Safety Results and Analysis of Eribulin Efficacy according to Previous Microtubules-Inhibitors Sensitivity in the French Prospective Expanded Access Program for Heavily Pre-treated Metastatic Breast Cancer.
- Author:
Renaud SABATIER
1
;
Véronique DIÉRAS
;
Xavier PIVOT
;
Etienne BRAIN
;
Henri ROCHÉ
;
Jean Marc EXTRA
;
Audrey MONNEUR
;
Magali PROVANSAL
;
Carole TARPIN
;
François BERTUCCI
;
Patrice VIENS
;
Christophe ZEMMOUR
;
Anthony GONÇALVES
Author Information
- Publication Type:Original Article
- Keywords: Metastatic breast cancer; Eribulin; Safety; Survival; Microtubule inhibition
- MeSH: Anthracyclines; Asthenia; Breast Neoplasms*; Breast*; Humans; Microtubules; Multivariate Analysis; Neutropenia; Prospective Studies*; Retrospective Studies; Taxoids
- From:Cancer Research and Treatment 2018;50(4):1226-1237
- CountryRepublic of Korea
- Language:English
- Abstract: PURPOSE: Eribulin is approved for advanced breast cancers refractory to anthracyclines and taxanes.
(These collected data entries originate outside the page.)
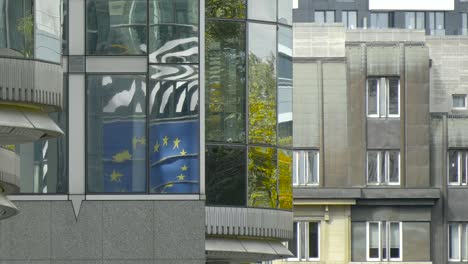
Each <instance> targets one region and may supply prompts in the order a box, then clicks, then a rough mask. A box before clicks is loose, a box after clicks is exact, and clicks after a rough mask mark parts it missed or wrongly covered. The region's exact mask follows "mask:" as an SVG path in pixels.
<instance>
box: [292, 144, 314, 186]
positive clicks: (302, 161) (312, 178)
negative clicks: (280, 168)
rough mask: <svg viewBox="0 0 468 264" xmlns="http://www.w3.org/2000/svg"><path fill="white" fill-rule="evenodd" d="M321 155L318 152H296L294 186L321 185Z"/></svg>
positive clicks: (293, 169) (300, 151) (294, 171)
mask: <svg viewBox="0 0 468 264" xmlns="http://www.w3.org/2000/svg"><path fill="white" fill-rule="evenodd" d="M318 164H319V153H318V151H316V150H301V151H294V161H293V185H294V186H306V185H317V184H318V183H319V174H318V173H319V168H318Z"/></svg>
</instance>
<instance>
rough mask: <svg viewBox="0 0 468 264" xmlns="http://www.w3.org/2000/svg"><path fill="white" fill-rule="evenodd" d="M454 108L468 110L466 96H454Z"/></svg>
mask: <svg viewBox="0 0 468 264" xmlns="http://www.w3.org/2000/svg"><path fill="white" fill-rule="evenodd" d="M452 108H453V109H461V110H465V109H466V94H452Z"/></svg>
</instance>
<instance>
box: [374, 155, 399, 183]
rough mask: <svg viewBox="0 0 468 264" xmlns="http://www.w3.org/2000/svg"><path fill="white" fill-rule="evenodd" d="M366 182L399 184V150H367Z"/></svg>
mask: <svg viewBox="0 0 468 264" xmlns="http://www.w3.org/2000/svg"><path fill="white" fill-rule="evenodd" d="M367 184H370V185H399V184H400V151H398V150H369V151H367Z"/></svg>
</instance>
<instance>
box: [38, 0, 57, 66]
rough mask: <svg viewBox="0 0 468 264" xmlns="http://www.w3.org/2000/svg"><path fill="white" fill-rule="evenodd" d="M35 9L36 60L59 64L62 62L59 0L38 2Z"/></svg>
mask: <svg viewBox="0 0 468 264" xmlns="http://www.w3.org/2000/svg"><path fill="white" fill-rule="evenodd" d="M35 9H36V17H35V19H36V23H35V32H34V33H35V40H36V41H35V42H36V44H35V45H36V47H35V54H36V58H37V59H41V60H47V61H51V62H55V63H60V62H61V60H62V46H61V45H62V42H61V41H62V33H61V31H60V30H61V28H62V21H61V20H62V5H61V0H38V1H36V6H35Z"/></svg>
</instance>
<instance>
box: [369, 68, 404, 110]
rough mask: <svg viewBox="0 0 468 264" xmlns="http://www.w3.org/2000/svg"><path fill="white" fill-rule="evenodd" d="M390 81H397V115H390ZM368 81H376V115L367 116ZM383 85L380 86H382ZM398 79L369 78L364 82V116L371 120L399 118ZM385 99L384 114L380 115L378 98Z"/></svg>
mask: <svg viewBox="0 0 468 264" xmlns="http://www.w3.org/2000/svg"><path fill="white" fill-rule="evenodd" d="M390 79H397V80H398V113H397V114H390ZM369 80H377V113H376V114H369ZM383 83H384V84H385V85H383V86H382V84H383ZM400 86H401V84H400V78H398V77H391V76H389V77H370V78H367V80H366V114H367V117H371V118H400V113H401V100H400V99H401V94H400V92H401V88H400ZM381 96H383V97H385V98H384V99H385V104H386V105H385V112H386V113H380V97H381Z"/></svg>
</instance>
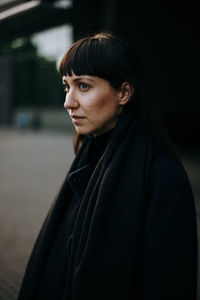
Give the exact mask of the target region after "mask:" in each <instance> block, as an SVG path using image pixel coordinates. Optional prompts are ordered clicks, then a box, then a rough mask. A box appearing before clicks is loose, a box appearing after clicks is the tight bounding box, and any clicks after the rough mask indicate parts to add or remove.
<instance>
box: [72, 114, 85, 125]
mask: <svg viewBox="0 0 200 300" xmlns="http://www.w3.org/2000/svg"><path fill="white" fill-rule="evenodd" d="M70 117H71V119H72V122H73V124H74V125H76V126H81V125H82V122H83V120H84V119H85V117H82V116H77V115H70Z"/></svg>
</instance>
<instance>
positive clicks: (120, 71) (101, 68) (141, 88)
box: [59, 32, 181, 164]
mask: <svg viewBox="0 0 200 300" xmlns="http://www.w3.org/2000/svg"><path fill="white" fill-rule="evenodd" d="M59 69H60V73H61V75H62V76H64V75H69V76H72V73H74V74H75V75H77V76H80V75H91V76H97V77H100V78H103V79H106V80H108V81H109V82H110V84H111V85H112V86H113V87H114V88H115V89H119V88H120V87H121V85H122V83H123V82H125V81H128V82H129V83H130V84H131V85H132V87H133V89H134V94H133V96H132V99H131V101H129V102H128V103H127V104H126V105H125V107H126V109H129V110H131V111H132V113H133V117H134V118H138V119H140V120H141V121H142V123H143V125H144V126H145V127H146V128H147V130H148V131H149V132H150V133H151V135H152V137H153V138H154V139H155V140H156V141H157V142H158V143H159V144H160V146H161V147H162V148H163V150H164V151H165V152H167V153H168V154H170V155H171V156H172V157H173V158H175V159H176V160H177V161H178V162H179V163H180V161H179V158H178V156H177V154H176V150H175V147H174V145H173V143H172V141H171V139H170V137H169V135H168V132H167V130H166V128H165V126H164V123H163V121H162V118H161V117H160V114H159V112H158V111H157V109H156V108H155V105H154V104H153V103H152V101H151V96H150V93H149V91H148V92H147V85H145V84H144V76H143V68H142V65H141V62H140V59H139V56H138V55H136V53H135V52H134V51H133V49H132V48H130V47H129V46H127V45H126V44H125V43H124V42H123V41H122V40H120V39H119V38H118V37H116V36H114V35H113V34H112V33H110V32H100V33H97V34H94V35H91V36H87V37H84V38H82V39H80V40H78V41H77V42H75V43H74V44H73V45H72V46H71V47H70V48H69V50H68V51H67V52H66V53H65V54H64V56H63V58H62V60H61V62H60V66H59ZM82 138H83V136H81V135H79V134H77V133H75V136H74V150H75V153H77V151H78V150H79V148H80V145H81V141H82ZM180 164H181V163H180Z"/></svg>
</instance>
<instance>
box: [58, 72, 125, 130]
mask: <svg viewBox="0 0 200 300" xmlns="http://www.w3.org/2000/svg"><path fill="white" fill-rule="evenodd" d="M62 79H63V84H64V86H65V92H66V97H65V103H64V107H65V108H66V110H67V111H68V113H69V115H70V117H71V119H72V122H73V124H74V126H75V129H76V131H77V132H78V133H79V134H83V135H86V134H89V133H90V134H93V135H95V136H97V135H100V134H102V133H104V132H106V131H108V130H110V129H112V128H113V127H114V126H115V124H116V122H117V120H118V117H119V114H120V113H121V111H122V104H121V92H120V91H118V90H115V89H114V88H113V87H112V86H111V85H110V83H109V82H108V81H107V80H105V79H102V78H99V77H96V76H88V75H81V76H76V75H75V74H72V76H68V75H66V76H63V78H62Z"/></svg>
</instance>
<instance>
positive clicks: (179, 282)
mask: <svg viewBox="0 0 200 300" xmlns="http://www.w3.org/2000/svg"><path fill="white" fill-rule="evenodd" d="M84 151H85V147H84V145H83V146H82V148H81V149H80V151H79V153H78V155H77V157H76V159H75V161H74V163H73V164H72V167H71V169H70V171H69V173H70V172H72V171H73V170H76V168H77V165H78V163H79V161H80V159H81V157H82V155H83V153H84ZM160 153H161V150H160V147H159V146H158V145H157V144H156V143H155V142H154V140H153V139H152V137H151V136H150V135H149V133H148V132H147V131H146V130H145V129H144V128H143V126H142V125H141V124H140V122H139V121H136V120H134V119H133V118H132V116H131V114H129V113H124V114H123V115H122V116H121V117H120V120H119V122H118V123H117V125H116V127H115V129H114V130H113V132H112V135H111V137H110V141H109V144H108V146H107V148H106V150H105V152H104V154H103V156H102V157H101V159H100V160H99V162H98V164H97V166H96V167H95V169H94V171H93V173H92V176H91V178H90V181H89V183H88V185H87V187H86V191H85V194H84V197H83V199H82V201H81V204H80V207H79V210H78V214H77V217H76V222H75V225H74V228H73V239H72V242H71V249H70V256H69V265H68V276H67V278H66V287H65V294H64V295H63V298H62V299H63V300H64V299H66V300H71V299H73V300H82V299H87V300H94V299H95V300H98V299H99V300H100V299H104V300H107V299H124V300H130V299H135V300H136V299H138V300H139V299H140V300H141V299H145V300H146V299H148V300H150V299H152V300H160V299H164V300H165V299H188V300H189V299H190V300H194V299H195V292H196V260H197V253H196V227H195V226H196V224H195V215H194V208H193V204H191V203H192V196H191V195H190V194H188V195H189V197H191V198H190V200H191V201H188V202H187V201H186V202H187V210H188V211H189V213H188V214H189V218H188V216H186V218H188V223H187V224H186V226H185V227H186V231H187V232H186V233H185V234H186V242H187V243H189V248H188V247H185V246H183V244H184V239H183V240H181V242H180V245H179V246H180V247H178V250H179V248H180V250H182V254H181V255H178V253H177V251H176V246H175V247H171V246H170V247H171V248H170V247H169V249H168V248H167V247H168V244H167V243H166V250H163V249H162V247H160V245H159V244H158V243H157V242H159V241H156V245H157V246H158V247H157V246H155V245H154V243H153V242H152V243H151V238H152V236H153V234H152V233H151V228H150V224H151V219H150V217H149V216H148V212H149V211H150V213H151V211H152V208H151V198H152V195H153V191H151V192H150V190H151V177H152V167H153V165H154V162H155V159H156V158H157V157H158V156H159V154H160ZM181 172H182V173H184V172H183V171H182V170H181ZM183 176H185V174H184V175H183ZM184 178H185V177H184ZM180 180H182V179H180ZM184 180H186V179H184ZM186 183H187V184H188V182H187V180H186ZM188 185H189V184H188ZM169 189H172V190H173V187H170V186H169ZM188 193H189V192H188ZM171 194H172V195H173V191H172V192H171ZM68 195H69V186H68V183H67V180H65V182H64V184H63V187H62V189H61V191H60V193H59V196H58V198H57V200H56V201H55V203H54V204H53V206H52V208H51V210H50V212H49V214H48V216H47V218H46V220H45V223H44V225H43V227H42V229H41V232H40V234H39V237H38V239H37V242H36V244H35V247H34V250H33V252H32V255H31V258H30V261H29V264H28V266H27V270H26V274H25V277H24V281H23V285H22V287H21V292H20V295H19V300H22V299H26V300H32V299H34V300H36V299H37V289H38V286H39V282H40V274H41V272H42V268H43V264H44V261H45V258H46V255H47V254H48V250H49V247H51V241H52V239H53V237H54V235H55V234H56V228H57V226H58V224H59V220H60V219H61V218H62V215H63V210H64V209H65V207H66V201H67V198H68ZM177 197H179V196H178V195H175V199H177ZM154 198H155V197H154ZM154 200H155V199H154ZM156 201H157V200H155V201H154V202H156ZM175 201H176V200H175ZM152 202H153V201H152ZM172 202H173V203H174V201H172ZM153 205H155V203H153V204H152V207H153ZM169 206H170V204H169ZM155 210H156V209H155ZM155 210H154V211H155ZM150 213H149V215H150ZM169 218H170V215H169ZM178 221H179V220H178V216H177V222H178ZM173 226H174V223H173ZM161 228H162V224H161ZM151 234H152V236H151ZM147 235H148V236H147ZM149 236H151V237H149ZM161 236H162V235H161ZM187 237H189V238H188V239H189V240H187ZM181 243H183V244H181ZM161 245H162V241H161ZM156 247H157V248H159V247H160V249H161V250H160V251H158V253H161V254H162V252H163V254H162V255H161V257H158V263H157V262H156V263H155V266H154V264H153V261H154V260H155V261H156V258H155V255H157V252H156V251H157V250H155V249H154V248H156ZM157 248H156V249H157ZM173 248H174V249H175V251H174V254H172V253H171V251H172V249H173ZM168 253H169V257H168ZM147 257H149V259H150V263H149V261H147V262H146V260H147ZM179 257H180V258H179ZM182 257H184V259H185V260H187V261H188V264H187V266H186V272H185V273H184V275H182V273H183V272H182V269H181V268H180V261H181V260H182ZM179 259H180V261H179ZM165 260H166V261H167V262H165ZM151 262H152V266H151V267H150V265H151ZM161 262H162V263H163V268H164V269H163V270H162V268H161V271H158V272H157V270H156V268H158V266H159V265H160V264H161ZM169 262H170V263H169ZM157 264H158V265H157ZM176 264H177V265H178V267H177V268H176ZM148 265H149V269H148ZM169 265H170V266H169ZM166 267H167V268H168V269H165V268H166ZM178 269H180V270H178ZM150 270H151V271H150ZM172 271H173V272H172ZM157 273H158V274H157ZM171 278H172V279H171ZM174 281H176V284H174ZM184 284H185V286H186V288H184V289H183V290H184V292H183V293H182V291H181V288H182V287H183V286H184ZM174 288H175V290H174ZM172 289H173V291H172ZM179 296H180V297H181V298H177V297H179ZM54 300H55V299H54Z"/></svg>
Efficacy according to sensitivity to previous therapies has been poorly explored. MATERIALS AND METHODS: Safety data were collected prospectively and we retrospectively collected efficacy data from the five French centres that participated in the Eribulin E7389-G000-398 expanded access program. Our main objectives were exploration of safety and analysis of eribulin efficacy (progression-free survival [PFS] and overall survival [OS]) according to sensitivity to the last microtubule-inhibiting agent administered. RESULTS: Median eribulin treatment duration was 3.3 months for the 250 patients included in this prospective single-arm study. Two hundreds and thirty-nine patients (95.6%) experienced an adverse event (AE) related to treatment including 129 (51.6%) with grade ≥ 3 AEs. The most frequently observed toxicities were cytopenias (59.6% of included patients), gastro-intestinal disorders (59.2%), and asthenia (56.4%). The most frequent grade 3-4 AE was neutropenia (37.2% with 4.8% febrile neutropenia). Median PFS and OS were 4.6 and 11.8 months, respectively. Patients classified as responders to the last microtubule-inhibiting therapy had a longer OS (hazard ratio [HR], 0.69; 95% confidence interval [CI], 0.51 to 0.94; p=0.017), and tended to display a better PFS (HR, 0.78; 95% CI, 0.58 to 1.04; p=0.086). OS improvement was still significant in multivariate analysis (adjusted HR, 0.53; 95% CI, 0.35 to 0.79; p=0.002). CONCLUSION: This work based on a prospective study suggests that identification of patients likely to be more sensitive to eribulin could be based on their previous response to microtubules inhibitors.